Drei Lawinenabgänge in Bayern Fünf Verschüttete gerettet

Drei Lawinen haben in Oberbayern für einen Großeinsatz der Bergwacht gesorgt. Laut Polizei wurden fünf Wintersportler verletzt.

Lagebericht der Lawinenwarnzentrale
DPA

Lagebericht der Lawinenwarnzentrale


Es hat viel geschneit in den Alpen in den vergangenen Tagen, die Lawinengefahr ist gestiegen. Am Sonntag gab es in Oberbayern gleich drei Abgänge. Sowohl am 1808 Meter hohen Geigelstein, dem 1781 Meter hohen Zwiesel (beide in Chiemgauer Alpen) als auch am 1619 Meter hohen Brünnstein im Mangfallgebirge stürzten Schneemassen in Richtung Tal, wie die Polizei mitteilte. Die Bergwacht leitete demnach umfangreiche Suchmaßnahmen ein.

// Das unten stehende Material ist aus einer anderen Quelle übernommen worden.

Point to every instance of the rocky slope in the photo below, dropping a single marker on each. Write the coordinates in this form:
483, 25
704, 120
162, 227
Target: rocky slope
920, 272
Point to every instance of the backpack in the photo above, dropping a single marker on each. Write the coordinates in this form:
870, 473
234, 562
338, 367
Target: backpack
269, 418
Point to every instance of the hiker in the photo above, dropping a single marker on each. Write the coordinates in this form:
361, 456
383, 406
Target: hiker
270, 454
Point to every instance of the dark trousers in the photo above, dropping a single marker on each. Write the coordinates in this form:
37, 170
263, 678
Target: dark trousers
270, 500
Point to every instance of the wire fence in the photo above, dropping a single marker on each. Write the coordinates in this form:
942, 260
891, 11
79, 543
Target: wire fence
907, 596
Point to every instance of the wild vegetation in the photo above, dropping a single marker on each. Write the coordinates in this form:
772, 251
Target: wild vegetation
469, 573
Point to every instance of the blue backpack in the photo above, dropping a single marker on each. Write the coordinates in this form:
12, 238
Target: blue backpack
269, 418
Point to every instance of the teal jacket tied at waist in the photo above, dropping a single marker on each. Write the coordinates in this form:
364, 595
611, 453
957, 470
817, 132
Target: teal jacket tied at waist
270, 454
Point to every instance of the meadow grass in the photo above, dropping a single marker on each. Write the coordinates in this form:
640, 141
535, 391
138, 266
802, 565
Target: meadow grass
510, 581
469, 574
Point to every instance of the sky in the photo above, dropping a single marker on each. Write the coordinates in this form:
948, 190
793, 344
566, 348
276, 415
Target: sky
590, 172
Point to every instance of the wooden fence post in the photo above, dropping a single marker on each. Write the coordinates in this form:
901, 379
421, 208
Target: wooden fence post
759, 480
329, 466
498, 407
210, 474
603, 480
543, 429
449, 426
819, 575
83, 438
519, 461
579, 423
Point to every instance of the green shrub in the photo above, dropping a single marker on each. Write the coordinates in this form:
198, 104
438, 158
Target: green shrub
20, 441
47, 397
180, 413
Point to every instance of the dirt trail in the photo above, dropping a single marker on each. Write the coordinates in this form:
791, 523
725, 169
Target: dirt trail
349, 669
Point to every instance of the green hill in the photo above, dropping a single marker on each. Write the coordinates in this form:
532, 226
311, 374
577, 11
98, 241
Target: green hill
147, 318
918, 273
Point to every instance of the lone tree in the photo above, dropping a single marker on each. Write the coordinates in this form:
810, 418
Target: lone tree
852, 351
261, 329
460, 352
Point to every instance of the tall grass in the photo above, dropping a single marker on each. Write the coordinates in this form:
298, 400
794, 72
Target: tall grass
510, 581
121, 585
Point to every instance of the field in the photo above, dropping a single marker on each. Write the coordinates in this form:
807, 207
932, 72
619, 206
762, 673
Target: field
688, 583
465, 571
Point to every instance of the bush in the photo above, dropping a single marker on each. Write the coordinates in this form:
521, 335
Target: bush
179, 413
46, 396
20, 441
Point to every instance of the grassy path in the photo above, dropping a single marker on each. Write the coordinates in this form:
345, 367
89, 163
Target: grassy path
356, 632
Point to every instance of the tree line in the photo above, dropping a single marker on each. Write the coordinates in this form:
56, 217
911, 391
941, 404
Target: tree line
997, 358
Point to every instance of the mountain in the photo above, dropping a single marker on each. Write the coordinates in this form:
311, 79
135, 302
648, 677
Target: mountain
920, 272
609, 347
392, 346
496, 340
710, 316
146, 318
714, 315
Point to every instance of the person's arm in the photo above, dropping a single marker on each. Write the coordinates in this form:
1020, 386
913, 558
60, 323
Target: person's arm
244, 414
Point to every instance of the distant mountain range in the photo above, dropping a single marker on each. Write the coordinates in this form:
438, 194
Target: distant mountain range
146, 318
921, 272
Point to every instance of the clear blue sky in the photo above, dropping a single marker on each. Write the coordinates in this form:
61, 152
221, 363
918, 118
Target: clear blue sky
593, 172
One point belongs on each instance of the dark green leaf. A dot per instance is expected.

Laut Polizei wurden fünf Wintersportler verschüttet: zwei am Zwiesel, eine am Geigelstein und zwei am Brünstein. Eine Person am Zwiesel habe sich selbst befreien können, sagte eine Polzeisprecherin dem SPIEGEL. Die vier anderen Verschütteten wurden von Rettungskräften aus dem Schnee befreit. Die Einsatzkräfte seien weiterhin vor Ort, um nach möglichen Opfern zu suchen.

Laut Warndienst herrscht in den gesamten bayerischen Alpen derzeit erhebliche Lawinengefahr. Es werde im Tagesverlauf weiter schneien. Für die nächsten Tage würden steigende Temperaturen erwartet. Regen erhöhe die Gefahr der Selbstauslösung von Lawinen. Unternehmungen abseits gesicherter Pisten erforderten große Vorsicht und eine überlegte Routenwahl.